Le cuesta ver un camino hacia adelante o una forma de regresar a casa. El activista continúa: "Mis amigos y yo nos reunimos y hablamos mucho sobre eso... realmente no sabemos a dónde vamos. Al fin y al cabo, para la gente como nosotros: nuestro futuro en Siria sin justicia solo equivale a la muerte o la prisión".
Sin embargo, tanto él como otros siguen registrando pruebas de los crímenes que están ocurriendo. En algún momento, cuenta él, su trabajo dejó centrarse en lo que la comunidad internacional haría o no haría con él; se trataba de que el pueblo sirio tomara el control de sus propias historias. Y afirma: "Mi objetivo se transformó en documentar la historia de mi país".

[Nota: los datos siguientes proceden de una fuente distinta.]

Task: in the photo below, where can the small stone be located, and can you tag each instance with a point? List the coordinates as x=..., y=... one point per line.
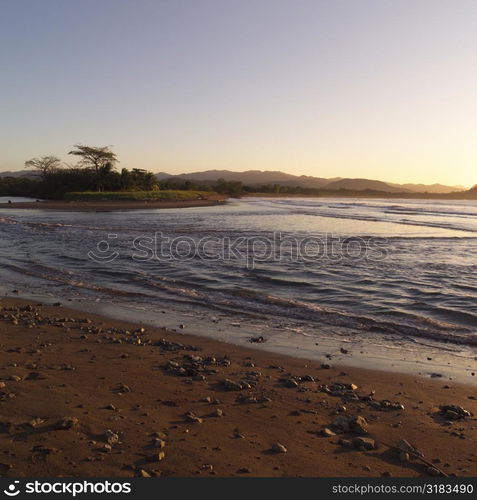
x=191, y=417
x=158, y=443
x=111, y=437
x=36, y=422
x=156, y=457
x=278, y=448
x=433, y=472
x=403, y=456
x=364, y=443
x=67, y=423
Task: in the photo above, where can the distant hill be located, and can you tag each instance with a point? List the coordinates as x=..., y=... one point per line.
x=363, y=185
x=431, y=188
x=20, y=173
x=260, y=177
x=250, y=177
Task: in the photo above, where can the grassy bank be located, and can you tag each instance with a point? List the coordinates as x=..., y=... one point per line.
x=168, y=195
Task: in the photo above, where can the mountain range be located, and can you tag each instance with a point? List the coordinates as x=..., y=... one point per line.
x=260, y=177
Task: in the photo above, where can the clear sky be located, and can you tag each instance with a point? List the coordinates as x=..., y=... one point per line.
x=383, y=89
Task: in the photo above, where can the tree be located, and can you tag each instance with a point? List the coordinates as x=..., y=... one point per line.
x=100, y=159
x=45, y=164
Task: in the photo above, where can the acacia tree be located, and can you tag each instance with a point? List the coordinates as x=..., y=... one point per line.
x=99, y=158
x=44, y=164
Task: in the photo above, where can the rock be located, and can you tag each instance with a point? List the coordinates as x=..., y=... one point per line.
x=156, y=457
x=403, y=456
x=346, y=443
x=111, y=437
x=290, y=382
x=36, y=422
x=364, y=443
x=257, y=340
x=407, y=447
x=160, y=435
x=158, y=443
x=243, y=470
x=454, y=412
x=278, y=448
x=230, y=385
x=67, y=423
x=434, y=472
x=191, y=417
x=358, y=425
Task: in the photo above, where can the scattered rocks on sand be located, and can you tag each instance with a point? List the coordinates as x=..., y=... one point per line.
x=192, y=417
x=353, y=424
x=230, y=385
x=278, y=448
x=386, y=405
x=407, y=447
x=257, y=340
x=111, y=437
x=67, y=423
x=454, y=412
x=158, y=443
x=156, y=457
x=364, y=443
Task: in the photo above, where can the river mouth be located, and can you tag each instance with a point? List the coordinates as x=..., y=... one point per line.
x=407, y=303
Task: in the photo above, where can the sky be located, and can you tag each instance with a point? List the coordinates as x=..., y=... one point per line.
x=375, y=89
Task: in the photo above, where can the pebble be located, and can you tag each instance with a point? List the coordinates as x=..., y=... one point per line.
x=278, y=448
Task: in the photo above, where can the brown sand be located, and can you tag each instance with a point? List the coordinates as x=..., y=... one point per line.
x=70, y=368
x=108, y=206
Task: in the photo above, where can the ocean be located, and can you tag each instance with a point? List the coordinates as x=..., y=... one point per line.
x=395, y=280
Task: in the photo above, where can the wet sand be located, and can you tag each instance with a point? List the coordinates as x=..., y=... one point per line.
x=107, y=206
x=82, y=395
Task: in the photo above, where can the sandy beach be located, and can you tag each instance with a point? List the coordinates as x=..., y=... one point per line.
x=107, y=206
x=83, y=395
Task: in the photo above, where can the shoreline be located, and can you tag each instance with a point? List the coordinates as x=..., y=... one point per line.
x=108, y=206
x=59, y=362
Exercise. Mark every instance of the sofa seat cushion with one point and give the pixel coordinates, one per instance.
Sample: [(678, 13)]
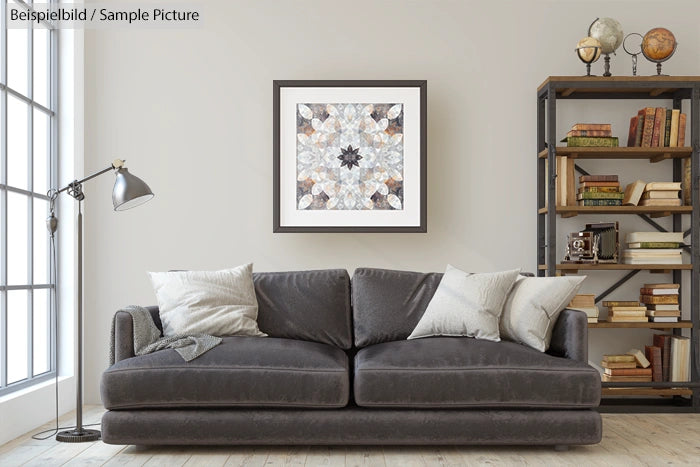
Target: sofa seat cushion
[(241, 371), (461, 372)]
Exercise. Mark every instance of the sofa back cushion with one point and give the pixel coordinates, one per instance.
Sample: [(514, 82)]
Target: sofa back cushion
[(305, 305), (387, 304)]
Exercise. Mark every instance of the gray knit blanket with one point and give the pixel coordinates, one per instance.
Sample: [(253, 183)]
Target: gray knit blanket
[(147, 337)]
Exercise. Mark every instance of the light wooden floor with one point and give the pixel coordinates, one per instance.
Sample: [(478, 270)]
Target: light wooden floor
[(627, 440)]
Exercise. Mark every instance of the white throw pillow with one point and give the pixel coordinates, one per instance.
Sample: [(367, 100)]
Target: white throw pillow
[(220, 303), (533, 307), (466, 305)]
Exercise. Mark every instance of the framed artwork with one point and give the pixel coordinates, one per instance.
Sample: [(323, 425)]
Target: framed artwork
[(349, 156)]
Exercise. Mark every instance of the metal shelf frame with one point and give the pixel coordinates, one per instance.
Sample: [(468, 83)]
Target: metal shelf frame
[(676, 89)]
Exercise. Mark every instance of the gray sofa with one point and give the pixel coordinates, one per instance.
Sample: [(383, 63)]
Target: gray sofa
[(337, 369)]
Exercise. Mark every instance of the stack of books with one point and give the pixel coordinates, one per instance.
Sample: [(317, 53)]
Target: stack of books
[(591, 135), (585, 303), (661, 301), (653, 248), (626, 312), (661, 194), (630, 367), (657, 127), (599, 190)]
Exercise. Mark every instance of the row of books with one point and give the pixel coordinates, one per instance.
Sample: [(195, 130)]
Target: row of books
[(639, 193), (668, 359), (591, 135), (653, 248), (654, 127)]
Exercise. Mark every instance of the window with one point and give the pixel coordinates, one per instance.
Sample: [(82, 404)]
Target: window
[(27, 171)]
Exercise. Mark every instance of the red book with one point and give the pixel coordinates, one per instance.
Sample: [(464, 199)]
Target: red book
[(653, 354), (659, 122), (681, 130), (634, 121), (649, 113)]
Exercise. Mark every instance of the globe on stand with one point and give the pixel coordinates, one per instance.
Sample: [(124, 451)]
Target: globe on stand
[(658, 45), (588, 51), (609, 32)]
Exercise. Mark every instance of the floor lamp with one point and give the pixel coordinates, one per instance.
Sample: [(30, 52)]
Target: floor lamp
[(129, 191)]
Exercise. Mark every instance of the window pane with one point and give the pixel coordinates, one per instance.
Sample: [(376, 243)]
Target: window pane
[(41, 242), (16, 335), (17, 235), (41, 65), (17, 59), (17, 150), (41, 152), (42, 338)]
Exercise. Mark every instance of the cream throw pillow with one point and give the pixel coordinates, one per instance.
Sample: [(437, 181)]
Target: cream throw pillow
[(466, 305), (220, 303), (533, 307)]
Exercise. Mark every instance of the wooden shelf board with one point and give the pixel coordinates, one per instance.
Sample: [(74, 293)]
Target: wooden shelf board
[(656, 211), (617, 267), (646, 392), (648, 325), (653, 154)]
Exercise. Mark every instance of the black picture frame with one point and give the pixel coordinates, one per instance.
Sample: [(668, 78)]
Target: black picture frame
[(421, 87)]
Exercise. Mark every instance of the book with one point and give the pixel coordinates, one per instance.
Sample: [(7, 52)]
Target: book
[(591, 141), (680, 359), (675, 117), (615, 185), (653, 354), (681, 130), (610, 303), (663, 341), (661, 186), (598, 178), (632, 136), (633, 237), (633, 193), (629, 371), (639, 356), (617, 358), (663, 319), (592, 126), (600, 202), (626, 379), (627, 319), (595, 195), (664, 313), (607, 133), (659, 119), (599, 189), (663, 194), (649, 291), (663, 307), (660, 202), (662, 285), (648, 130), (653, 245), (656, 299), (667, 129)]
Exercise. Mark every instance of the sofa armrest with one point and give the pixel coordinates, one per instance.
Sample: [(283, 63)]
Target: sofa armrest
[(570, 336), (124, 333)]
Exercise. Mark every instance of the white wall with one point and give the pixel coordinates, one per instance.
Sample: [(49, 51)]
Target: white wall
[(191, 111)]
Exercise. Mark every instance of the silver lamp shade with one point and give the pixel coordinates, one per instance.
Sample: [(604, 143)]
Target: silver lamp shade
[(129, 191)]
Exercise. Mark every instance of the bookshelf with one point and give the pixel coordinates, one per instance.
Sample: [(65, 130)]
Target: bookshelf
[(628, 396)]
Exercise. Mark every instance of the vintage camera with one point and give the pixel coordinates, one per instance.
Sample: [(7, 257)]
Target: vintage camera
[(597, 243)]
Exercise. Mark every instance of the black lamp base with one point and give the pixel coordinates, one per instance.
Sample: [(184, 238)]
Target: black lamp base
[(78, 436)]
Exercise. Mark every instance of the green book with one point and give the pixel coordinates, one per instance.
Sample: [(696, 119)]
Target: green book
[(591, 141), (600, 195), (600, 202), (653, 245)]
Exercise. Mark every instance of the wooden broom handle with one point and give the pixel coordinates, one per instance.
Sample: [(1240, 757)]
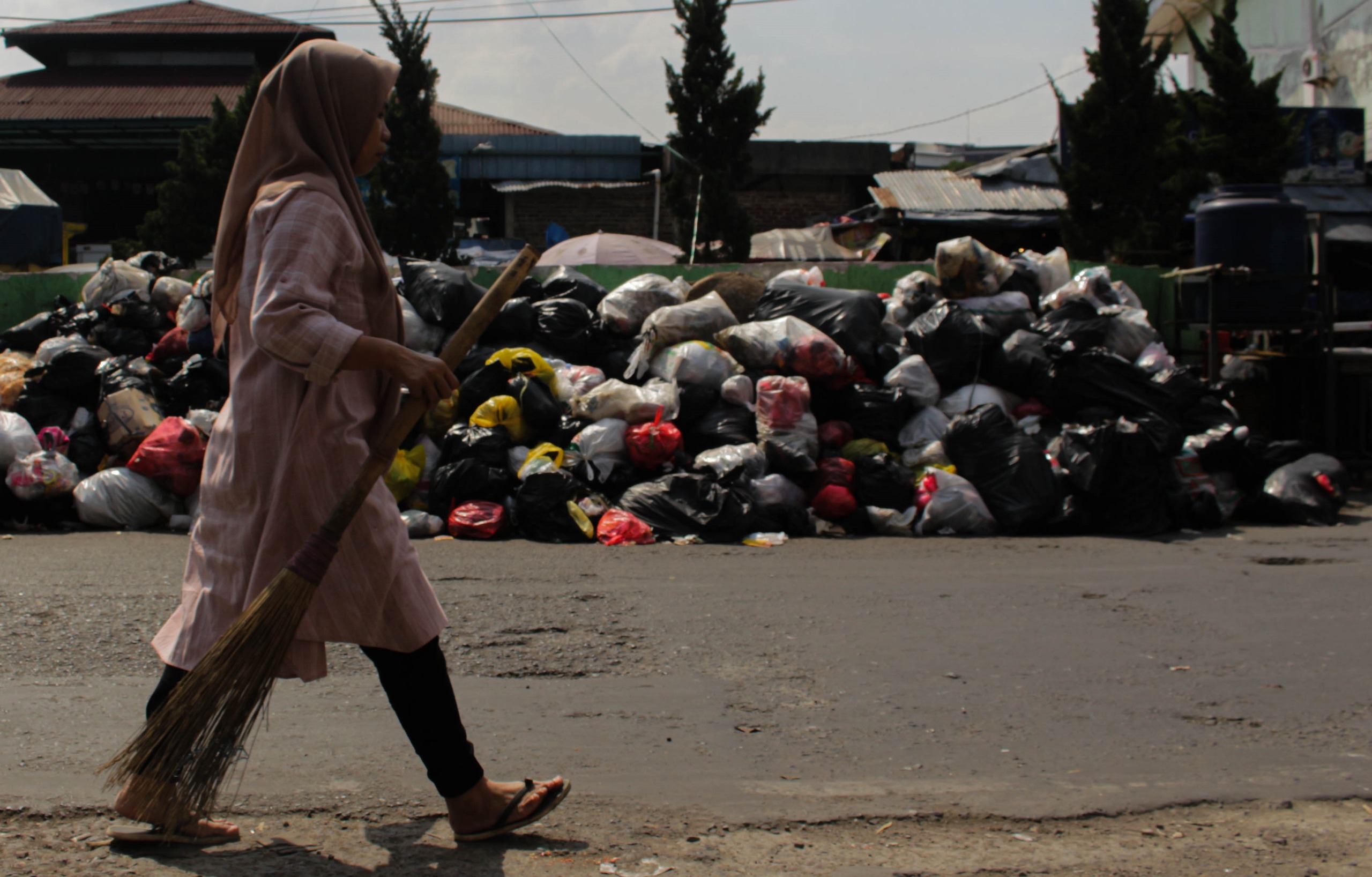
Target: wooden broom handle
[(383, 454)]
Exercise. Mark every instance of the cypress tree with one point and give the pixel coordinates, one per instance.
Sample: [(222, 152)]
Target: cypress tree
[(1245, 135), (409, 199), (190, 199), (1121, 139), (717, 114)]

Cuando conocí a Alnahhas en Gaziantep a principios de este verano, me dijo que sentía lo mismo. Hablamos en un café al aire libre, rodeados del ajetreo habitual de una ciudad bulliciosa. Siria, a unos pocos kilómetros de ahí, parecía muy lejana. En los años transcurridos desde su peligroso viaje para documentar los ataques con armas químicas, se apuntó a una universidad turca para sacar su título de médico, se casó y formó una familia. No podía imaginar regresar a casa.
Me habló de tres de sus amigos, jóvenes estudiantes que se habían ofrecido como voluntarios para atender a los manifestantes heridos en los primeros días del conflicto. Los pararon en un puesto de control del régimen y encontraron suministros médicos en su coche. Días después, sus cuerpos fueron devueltos a sus familias, quemados más allá del reconocimiento. Años después, sus esfuerzos por documentar los ataques químicos en Kafr Zita y Talmenes no habían cambiado nada; la gente seguía siendo asesinada con impunidad.
Alnahhas concluye: "Al mismo tiempo, no puedo simplemente decir que no voy a seguir. La historia la escriben los más fuertes". Al menos, la labor de documentación le ha dado una determinada misión. Y repitió: "Sin las pruebas adecuadas... el régimen podrá, en algún momento, afirmar que esto nunca sucedió. Podrá manipular la historia de la crisis siria para evitar el castigo. Así que esta es nuestra responsabilidad".